The complexity of forest ecosystems; the dominant role of tree species in them; the environmental and economic value of forests and trees, and the poor conservation status of most tree populations ex situ, have all led to forest trees being regarded as a paradigm of the need for [in situ] conservation. The provisions of the [Convention on Biological Diversity] entail a comprehensive approach to [in situ] conservation going beyond simply creating protected areas. Effective [in situ] conservation (Article 8) demands that both ecosystem functions and processes, and intra-specific population genetic processes, are maintained in a network of sites which are comprehensive and representative in terms of all levels of genetic organisation.
Conservation strategies have envisaged a reserve system of protected areas, the ultimate expression and focus of [in situ] conservation, buffered by land uses which operate in support of [in situ] conservation objectives. Reserve models based on population genetic principles, using various measures of population viability, imply that very large areas may be required for the conservation [in situ] of many forest tree and animal species. For example, some tree species occur at densities of less than one per hectare, or have reproductive systems which promote mating between geographically disparate individuals, implying minimum area estimates for viable populations in the hundreds of hectares; estimates on the same basis for predatory forest animal species can be in the millions of hectares. These ideal reserve models demonstrate two major characteristics of for in situ conservation of forest biological diversity. The first relates to the location of reserves, and the second to their size.

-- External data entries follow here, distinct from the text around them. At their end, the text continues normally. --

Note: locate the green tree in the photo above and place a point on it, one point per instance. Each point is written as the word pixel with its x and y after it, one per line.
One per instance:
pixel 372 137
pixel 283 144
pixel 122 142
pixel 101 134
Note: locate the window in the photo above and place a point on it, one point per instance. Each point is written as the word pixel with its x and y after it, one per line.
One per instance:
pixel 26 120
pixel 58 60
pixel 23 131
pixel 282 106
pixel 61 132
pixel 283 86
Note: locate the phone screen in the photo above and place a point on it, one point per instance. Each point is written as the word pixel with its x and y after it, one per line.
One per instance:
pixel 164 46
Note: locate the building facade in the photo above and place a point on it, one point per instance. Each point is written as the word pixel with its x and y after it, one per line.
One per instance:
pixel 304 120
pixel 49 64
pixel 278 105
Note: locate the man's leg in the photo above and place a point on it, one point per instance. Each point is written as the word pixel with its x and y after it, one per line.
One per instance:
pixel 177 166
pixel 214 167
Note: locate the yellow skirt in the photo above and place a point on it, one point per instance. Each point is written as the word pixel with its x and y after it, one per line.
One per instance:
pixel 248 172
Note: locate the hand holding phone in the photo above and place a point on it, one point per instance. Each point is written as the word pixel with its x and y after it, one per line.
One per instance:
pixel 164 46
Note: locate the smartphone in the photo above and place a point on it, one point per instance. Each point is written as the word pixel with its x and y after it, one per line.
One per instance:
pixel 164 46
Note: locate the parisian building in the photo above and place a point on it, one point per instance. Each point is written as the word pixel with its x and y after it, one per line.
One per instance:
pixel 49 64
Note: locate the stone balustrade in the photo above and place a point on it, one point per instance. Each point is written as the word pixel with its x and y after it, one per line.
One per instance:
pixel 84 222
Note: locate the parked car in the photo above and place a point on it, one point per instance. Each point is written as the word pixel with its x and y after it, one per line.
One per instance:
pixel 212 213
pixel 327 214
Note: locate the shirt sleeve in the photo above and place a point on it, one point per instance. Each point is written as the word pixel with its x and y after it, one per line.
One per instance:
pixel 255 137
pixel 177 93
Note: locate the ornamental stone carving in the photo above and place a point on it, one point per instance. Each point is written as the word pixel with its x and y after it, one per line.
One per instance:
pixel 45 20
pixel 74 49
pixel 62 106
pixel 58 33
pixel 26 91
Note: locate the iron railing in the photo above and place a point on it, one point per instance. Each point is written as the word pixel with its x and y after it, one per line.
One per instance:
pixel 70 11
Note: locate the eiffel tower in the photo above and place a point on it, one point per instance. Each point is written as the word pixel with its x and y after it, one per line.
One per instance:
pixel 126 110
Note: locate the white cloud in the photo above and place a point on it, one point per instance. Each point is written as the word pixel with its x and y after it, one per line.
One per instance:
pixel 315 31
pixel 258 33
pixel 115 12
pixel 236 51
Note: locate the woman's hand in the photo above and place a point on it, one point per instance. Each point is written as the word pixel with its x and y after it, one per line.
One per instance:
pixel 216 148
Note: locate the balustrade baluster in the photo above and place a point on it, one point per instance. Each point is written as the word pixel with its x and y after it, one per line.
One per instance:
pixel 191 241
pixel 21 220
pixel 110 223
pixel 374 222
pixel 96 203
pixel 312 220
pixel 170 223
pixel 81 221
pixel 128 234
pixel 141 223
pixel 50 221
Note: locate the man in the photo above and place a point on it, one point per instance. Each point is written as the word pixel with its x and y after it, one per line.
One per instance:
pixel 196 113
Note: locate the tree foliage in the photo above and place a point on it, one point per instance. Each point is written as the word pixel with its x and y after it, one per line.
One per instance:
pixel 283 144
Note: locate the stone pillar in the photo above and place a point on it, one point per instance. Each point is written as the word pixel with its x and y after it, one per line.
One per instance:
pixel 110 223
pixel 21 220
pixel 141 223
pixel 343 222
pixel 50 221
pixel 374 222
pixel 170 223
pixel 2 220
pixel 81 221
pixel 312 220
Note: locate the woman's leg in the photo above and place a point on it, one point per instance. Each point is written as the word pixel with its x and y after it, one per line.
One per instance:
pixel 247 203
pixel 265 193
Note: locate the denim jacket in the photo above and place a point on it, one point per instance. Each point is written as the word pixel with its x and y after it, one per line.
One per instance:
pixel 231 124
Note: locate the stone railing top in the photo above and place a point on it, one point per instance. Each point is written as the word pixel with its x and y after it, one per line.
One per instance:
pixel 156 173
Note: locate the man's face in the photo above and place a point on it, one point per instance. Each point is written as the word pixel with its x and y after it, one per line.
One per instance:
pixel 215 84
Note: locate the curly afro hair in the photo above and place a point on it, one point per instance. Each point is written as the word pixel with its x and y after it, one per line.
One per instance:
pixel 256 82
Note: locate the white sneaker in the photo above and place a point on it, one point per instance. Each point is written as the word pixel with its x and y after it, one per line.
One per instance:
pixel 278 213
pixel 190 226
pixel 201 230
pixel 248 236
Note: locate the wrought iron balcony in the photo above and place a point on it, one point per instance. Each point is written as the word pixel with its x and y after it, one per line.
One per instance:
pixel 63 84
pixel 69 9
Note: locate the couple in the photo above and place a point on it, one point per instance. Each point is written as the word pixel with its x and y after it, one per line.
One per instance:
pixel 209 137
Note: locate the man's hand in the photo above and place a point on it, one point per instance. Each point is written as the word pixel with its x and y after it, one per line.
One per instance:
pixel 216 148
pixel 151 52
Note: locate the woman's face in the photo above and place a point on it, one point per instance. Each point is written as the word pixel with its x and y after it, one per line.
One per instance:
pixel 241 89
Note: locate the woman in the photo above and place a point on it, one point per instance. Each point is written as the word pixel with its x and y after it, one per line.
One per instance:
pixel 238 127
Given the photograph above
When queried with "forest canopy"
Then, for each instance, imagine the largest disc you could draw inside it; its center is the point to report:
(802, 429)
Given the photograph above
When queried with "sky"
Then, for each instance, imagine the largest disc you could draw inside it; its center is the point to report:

The provisions of the Convention however entail a more holistic, ecosystem approach to protected areas than has generally been the case. The history of establishment of protected areas, typically on sites less favoured for agriculture or production forestry, reveals (i) that choice of sites has been made on criteria other than the maintenance of biodiversity, and (ii) that national reserve systems almost invariably represent a biased and inadequate sample of ecosystems and populations, with an over-representation of uplands and slopes, sites of lower fertility, and stands of lesser economic value. Similarly, because few have been established or managed according to population genetic principles, they do not necessarily comprise viable populations of forest species.
While ideal reserve models emphasise the importance of large contiguous areas for in situ conservation, they also demonstrate that systems of fully protected areas are insufficient, by themselves, for the conservation of forest biological diversity. The mobility of many forest animal species, the extensive geographic distribution of most tree species, the reproductive biology of tree species and the high levels of gene flow between populations, and the large areas associated with minimum viable populations of many tree and animal species, emphasise the essential contribution of forests outside reserves to the conservation of populations within protected forest ecosystems. In reality, it is through the sustainable management of forests and trees outside reserves that most in situ conservation of forest biological diversity will be realised, though the likelihood of achieving this is greater when protected areas themselves are also well-managed.
This conclusion highlights the roles of indigenous and local communities, and those of the managers of forests and trees outside reserves, in the conservation and sustainable use of forest biological diversity (Articles 8(j)and 10(c)). It similarly emphasises the importance of the rehabilitation and restoration of degraded ecosystems and the recovery of threatened species (Article 8(f)) in the conservation of forest biological diversity, and suggests the use of metapopulation models of population structure and function to design and implement in situ conservation strategies.
A metapopulation perspective on the demographic and genetic dynamics of individual species recognises that populations of a species wax and wane over time, within and across forest ecosystems or reserve boundaries; individuals and populations, variously linked by gene flow to form the overall metapopulation, play a dynamic role in the conservation of genetic diversity. Whilst the fate of specific populations depends on their particular population biology, the decline or demise of individual populations does not threaten the stability of metapopulation or conservation of its genepool, so long as other populations arise. A metapopulation perspective also emphasises the challenges inherent in the identification and monitoring of those components of forest biological diversity important for its conservation and sustainable use.